Après avoir assisté aux démonstrations de Krys, ce brave Francis était parvenu à convaincre les Grands que l’armée, aussi petite soit-elle, parviendrait à défendre le château face à des dizaines de milliers d’ennemis. À terrain découvert, il pouvait en être tout autre.

— J’ai cru entendre qu’il ne s’agissait pas de la danse de la mort, mais de la victoire, répondit la princesse, les yeux toujours rivés sur les danseurs. Les croyez-vous si irréalistes que ça ?

— C’est bien ce que nous nous demandons, ajouta Lucien Masori. Reconnaissez l’incongruité de fêter la victoire avant d’engager le combat.

La princesse était entourée des principaux des nobles, curieux de ce qu’elle pourrait ajouter au débat en cours.

— Et quand bien même ils gagneraient avec très peu de pertes, disons, cinq cents de nos hommes, évalua le duc. C’est tout de même un quart de l’armée en moins pour la défense de château. J’ai peur qu’il ne vende la peau de l’ours avant de l’avoir tué.

— Jusqu’à maintenant, modéra la princesse, avez-vous vu Krys commettre la moindre erreur de jugement ?

— Cette fois, c’est sept Galiens pour un humain, si je ne me trompe. Comment pourraient-ils s’en sortir sans pertes ?

— C’est que vous jugez selon nos anciennes techniques de guerre. Connaissez-vous les capacités d’une archerie montée ? Une archerie montée d’élite ?

Horace Moréa hésita à répondre.

— Une archerie montée tue à distance, continua Sara. En cas de danger, elle fuit, sans pouvoir être rattrapée.

— Sauf par une autre cavalerie, la reprit Lucien Masori.

— Qui se fera déchiqueter par les jets de flèches en pleine poursuite.

Effectivement. Le duc lissa sa moustache. La cavalerie éliminée, les fantassins ennemis se retrouveraient seuls face à des adversaires mobiles, inatteignables, sauf par leurs archers. Le second avantage de l’équipe en provenance du désert entrait alors en scène : la pertinence de leurs armures. Elles ne craignaient que modérément les jets longue distance.

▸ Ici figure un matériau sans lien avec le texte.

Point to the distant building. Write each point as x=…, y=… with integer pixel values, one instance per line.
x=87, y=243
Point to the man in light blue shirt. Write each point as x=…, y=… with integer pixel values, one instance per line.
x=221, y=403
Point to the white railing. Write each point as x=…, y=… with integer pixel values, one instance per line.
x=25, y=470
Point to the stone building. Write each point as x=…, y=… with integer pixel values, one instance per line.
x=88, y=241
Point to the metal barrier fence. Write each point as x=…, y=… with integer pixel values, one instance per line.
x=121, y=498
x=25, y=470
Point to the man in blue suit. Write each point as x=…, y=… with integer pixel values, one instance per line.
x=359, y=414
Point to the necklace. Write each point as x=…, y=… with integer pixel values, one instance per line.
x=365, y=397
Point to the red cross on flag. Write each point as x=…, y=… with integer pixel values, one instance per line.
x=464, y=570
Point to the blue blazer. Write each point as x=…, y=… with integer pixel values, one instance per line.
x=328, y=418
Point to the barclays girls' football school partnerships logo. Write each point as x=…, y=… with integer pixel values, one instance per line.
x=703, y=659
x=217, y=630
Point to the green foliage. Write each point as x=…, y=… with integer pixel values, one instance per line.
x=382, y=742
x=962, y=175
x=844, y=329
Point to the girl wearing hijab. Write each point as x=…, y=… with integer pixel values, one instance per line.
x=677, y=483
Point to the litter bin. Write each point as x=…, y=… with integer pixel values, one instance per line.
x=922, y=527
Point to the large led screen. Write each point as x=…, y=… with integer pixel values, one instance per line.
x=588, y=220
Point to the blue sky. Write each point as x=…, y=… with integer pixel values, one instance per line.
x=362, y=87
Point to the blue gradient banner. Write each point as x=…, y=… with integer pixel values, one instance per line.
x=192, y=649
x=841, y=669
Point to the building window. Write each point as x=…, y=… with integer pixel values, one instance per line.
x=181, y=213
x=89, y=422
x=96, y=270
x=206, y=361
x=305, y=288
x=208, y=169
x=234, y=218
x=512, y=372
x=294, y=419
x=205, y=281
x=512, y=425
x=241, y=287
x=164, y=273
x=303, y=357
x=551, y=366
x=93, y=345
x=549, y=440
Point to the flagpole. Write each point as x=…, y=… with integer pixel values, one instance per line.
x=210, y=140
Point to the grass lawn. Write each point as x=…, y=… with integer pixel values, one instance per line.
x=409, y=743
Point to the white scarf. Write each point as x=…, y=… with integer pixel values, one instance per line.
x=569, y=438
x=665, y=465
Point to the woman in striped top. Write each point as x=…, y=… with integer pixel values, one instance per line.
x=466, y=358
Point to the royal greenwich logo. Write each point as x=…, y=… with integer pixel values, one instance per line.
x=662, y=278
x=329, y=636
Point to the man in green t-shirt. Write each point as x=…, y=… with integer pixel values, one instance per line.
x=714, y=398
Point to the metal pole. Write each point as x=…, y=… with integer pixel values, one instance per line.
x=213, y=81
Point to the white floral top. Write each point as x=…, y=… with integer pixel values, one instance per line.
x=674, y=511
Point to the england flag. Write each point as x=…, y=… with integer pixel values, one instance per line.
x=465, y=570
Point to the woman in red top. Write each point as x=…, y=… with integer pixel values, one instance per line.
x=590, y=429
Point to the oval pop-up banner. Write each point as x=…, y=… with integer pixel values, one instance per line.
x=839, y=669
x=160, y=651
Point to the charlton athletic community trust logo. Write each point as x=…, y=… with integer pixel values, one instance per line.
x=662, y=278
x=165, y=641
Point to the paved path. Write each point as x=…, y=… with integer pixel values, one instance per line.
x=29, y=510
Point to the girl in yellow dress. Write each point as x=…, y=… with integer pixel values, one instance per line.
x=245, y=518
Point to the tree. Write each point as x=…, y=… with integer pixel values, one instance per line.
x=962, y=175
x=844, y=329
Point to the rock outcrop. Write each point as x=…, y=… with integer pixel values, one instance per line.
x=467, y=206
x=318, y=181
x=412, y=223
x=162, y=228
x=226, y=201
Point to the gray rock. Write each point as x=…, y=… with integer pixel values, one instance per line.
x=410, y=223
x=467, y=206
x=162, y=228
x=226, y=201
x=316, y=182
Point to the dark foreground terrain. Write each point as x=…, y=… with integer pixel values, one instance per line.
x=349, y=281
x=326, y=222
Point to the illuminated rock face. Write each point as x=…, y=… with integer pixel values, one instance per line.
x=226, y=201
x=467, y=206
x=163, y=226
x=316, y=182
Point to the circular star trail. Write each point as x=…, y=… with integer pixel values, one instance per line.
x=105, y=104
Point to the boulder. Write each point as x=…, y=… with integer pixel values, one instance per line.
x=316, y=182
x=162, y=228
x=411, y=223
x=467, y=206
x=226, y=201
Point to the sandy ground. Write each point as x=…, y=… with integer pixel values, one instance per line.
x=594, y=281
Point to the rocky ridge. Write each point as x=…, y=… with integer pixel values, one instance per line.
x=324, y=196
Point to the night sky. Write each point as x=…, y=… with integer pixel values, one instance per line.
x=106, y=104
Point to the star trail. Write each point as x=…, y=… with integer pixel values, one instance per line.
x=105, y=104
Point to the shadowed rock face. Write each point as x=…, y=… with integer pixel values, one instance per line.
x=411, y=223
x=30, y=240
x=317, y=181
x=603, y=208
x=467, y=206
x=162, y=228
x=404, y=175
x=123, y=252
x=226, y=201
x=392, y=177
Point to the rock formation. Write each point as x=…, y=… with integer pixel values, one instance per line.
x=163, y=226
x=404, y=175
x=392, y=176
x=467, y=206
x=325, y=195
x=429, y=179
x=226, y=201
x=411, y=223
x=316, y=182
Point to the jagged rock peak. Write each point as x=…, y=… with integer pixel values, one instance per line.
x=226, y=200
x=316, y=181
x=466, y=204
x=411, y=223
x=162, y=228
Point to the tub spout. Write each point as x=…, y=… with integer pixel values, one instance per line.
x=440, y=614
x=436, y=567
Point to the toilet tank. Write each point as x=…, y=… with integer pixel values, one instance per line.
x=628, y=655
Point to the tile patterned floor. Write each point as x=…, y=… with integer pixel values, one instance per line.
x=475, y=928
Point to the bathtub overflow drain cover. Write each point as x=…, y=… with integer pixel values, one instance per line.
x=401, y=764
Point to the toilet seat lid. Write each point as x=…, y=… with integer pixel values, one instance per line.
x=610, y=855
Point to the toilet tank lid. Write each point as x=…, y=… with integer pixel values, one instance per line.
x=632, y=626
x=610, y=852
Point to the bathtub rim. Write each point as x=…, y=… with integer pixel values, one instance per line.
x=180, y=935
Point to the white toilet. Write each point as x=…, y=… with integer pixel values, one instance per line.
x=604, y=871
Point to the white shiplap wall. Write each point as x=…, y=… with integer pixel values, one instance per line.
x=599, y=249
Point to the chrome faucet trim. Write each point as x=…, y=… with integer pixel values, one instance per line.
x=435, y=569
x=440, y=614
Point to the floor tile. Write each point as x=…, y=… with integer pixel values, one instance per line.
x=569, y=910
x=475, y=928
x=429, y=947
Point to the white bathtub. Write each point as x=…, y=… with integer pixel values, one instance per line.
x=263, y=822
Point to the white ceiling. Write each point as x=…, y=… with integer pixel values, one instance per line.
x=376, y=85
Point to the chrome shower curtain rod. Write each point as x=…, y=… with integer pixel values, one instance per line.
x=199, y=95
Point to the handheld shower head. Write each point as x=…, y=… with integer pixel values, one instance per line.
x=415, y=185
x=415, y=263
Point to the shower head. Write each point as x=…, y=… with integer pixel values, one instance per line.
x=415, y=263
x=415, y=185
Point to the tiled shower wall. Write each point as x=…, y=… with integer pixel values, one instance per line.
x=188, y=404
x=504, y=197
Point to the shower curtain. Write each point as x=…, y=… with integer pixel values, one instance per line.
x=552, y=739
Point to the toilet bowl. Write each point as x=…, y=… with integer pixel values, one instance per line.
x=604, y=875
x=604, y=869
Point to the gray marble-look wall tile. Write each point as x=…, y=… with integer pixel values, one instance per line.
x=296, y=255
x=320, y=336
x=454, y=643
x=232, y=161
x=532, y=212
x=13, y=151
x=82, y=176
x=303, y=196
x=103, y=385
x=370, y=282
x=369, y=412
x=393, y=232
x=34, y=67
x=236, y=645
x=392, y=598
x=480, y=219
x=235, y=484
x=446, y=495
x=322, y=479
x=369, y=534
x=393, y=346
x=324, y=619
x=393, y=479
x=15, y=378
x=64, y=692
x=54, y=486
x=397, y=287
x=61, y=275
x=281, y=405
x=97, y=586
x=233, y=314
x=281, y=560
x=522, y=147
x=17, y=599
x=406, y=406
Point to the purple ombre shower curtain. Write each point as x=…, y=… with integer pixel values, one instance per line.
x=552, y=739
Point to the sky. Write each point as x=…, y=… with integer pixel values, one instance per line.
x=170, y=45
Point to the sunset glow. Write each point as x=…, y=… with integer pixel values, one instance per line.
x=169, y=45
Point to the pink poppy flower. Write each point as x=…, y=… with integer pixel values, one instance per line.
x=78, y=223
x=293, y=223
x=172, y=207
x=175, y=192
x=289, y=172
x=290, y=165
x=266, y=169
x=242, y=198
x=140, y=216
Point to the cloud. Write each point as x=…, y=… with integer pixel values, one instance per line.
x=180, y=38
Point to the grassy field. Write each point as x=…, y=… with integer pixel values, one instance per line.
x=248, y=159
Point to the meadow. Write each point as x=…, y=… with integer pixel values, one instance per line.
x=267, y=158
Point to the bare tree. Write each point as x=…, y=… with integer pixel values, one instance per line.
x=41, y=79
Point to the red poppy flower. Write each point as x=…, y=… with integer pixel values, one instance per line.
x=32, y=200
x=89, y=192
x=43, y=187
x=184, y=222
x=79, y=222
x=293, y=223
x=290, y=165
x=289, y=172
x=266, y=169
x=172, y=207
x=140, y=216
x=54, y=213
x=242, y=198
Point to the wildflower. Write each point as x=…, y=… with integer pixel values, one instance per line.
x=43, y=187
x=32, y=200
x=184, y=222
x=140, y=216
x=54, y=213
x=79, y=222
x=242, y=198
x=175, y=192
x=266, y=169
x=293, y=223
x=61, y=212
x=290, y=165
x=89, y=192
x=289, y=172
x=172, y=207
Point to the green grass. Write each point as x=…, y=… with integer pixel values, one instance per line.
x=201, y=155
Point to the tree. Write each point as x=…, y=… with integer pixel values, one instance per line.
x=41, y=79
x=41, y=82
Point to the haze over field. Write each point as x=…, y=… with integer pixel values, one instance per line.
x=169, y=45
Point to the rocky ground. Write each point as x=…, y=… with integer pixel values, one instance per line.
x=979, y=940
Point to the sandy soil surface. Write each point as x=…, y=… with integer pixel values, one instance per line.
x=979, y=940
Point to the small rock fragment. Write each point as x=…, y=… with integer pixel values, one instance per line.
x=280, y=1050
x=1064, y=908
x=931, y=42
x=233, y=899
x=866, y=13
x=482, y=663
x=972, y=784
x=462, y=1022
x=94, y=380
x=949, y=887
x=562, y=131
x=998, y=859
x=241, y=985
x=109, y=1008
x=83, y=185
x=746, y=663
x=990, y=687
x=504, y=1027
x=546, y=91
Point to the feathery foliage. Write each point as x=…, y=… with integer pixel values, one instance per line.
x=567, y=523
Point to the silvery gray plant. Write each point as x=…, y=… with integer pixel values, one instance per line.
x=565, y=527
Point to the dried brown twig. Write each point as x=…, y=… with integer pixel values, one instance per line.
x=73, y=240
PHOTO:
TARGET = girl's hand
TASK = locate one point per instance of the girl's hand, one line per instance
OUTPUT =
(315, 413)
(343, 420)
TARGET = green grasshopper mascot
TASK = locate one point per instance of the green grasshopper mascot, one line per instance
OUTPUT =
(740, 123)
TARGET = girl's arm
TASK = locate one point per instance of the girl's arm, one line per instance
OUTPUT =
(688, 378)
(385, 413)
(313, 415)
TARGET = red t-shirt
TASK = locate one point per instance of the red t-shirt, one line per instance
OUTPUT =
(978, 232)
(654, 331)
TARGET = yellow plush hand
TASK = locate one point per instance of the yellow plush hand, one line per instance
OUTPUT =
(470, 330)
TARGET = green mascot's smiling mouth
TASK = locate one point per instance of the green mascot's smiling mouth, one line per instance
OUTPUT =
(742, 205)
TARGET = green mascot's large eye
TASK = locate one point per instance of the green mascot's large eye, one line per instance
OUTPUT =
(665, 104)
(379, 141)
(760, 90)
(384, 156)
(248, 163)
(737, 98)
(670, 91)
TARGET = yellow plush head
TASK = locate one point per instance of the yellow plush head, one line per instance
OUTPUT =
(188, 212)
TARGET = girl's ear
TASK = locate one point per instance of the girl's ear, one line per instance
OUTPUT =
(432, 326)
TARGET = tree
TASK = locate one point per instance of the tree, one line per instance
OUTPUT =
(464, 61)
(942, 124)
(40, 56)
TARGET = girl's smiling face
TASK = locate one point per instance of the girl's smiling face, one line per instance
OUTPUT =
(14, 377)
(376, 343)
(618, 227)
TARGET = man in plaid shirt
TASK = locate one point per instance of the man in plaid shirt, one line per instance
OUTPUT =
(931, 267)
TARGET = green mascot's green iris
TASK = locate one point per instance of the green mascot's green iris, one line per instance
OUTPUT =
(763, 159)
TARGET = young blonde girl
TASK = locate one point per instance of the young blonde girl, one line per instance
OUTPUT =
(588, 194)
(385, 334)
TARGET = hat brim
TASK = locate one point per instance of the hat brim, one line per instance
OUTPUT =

— Ce que vous dites, princesse, c’est que Krys ne prendra aucun risque ?

— Tout à fait. Il ne peut se le permettre. En cas de danger, il leur abandonnera Bladel.

L’Isthme entre leurs mains, les Galiens lanceraient leurs raids meurtriers sur l’ensemble du territoire, fatiguant l’armée, l’obligeant à se déporter sur les lieux de combat, souvent en arrivant tard. Ou à laisser les siens mourir.

— Mais les Galiens ont déjà repéré les avantages de cette archerie montée. Cette fois, ils ne se feront pas prendre.

— Pas du tout. Vous pouvez le confirmer, maître Mopin, le seul moment où les cavaliers de Krys les ont attaqués, c’était avec quarante cavaliers, et les quatre immortels leur servaient de bouclier. Ces derniers ont retenu toute leur attention. Ils n’ont pas pris l’archerie montée pour déterminante, seulement comme support aux Quatre.

— C’est vrai.

— C’est pourquoi vous devez venir. Prenez vos meilleurs hommes avec vous si vous craignez que cela tourne mal. Krys ne vous demandera pas de participer au combat de toute manière, il veut seulement des témoins capables de galvaniser le peuple. Deux mille hommes qui s’en prennent à près de quinze mille Galiens, il y a de quoi étonner ? Nos ennemis vont regretter leur idée d’établir une tête de pont sur la frontière.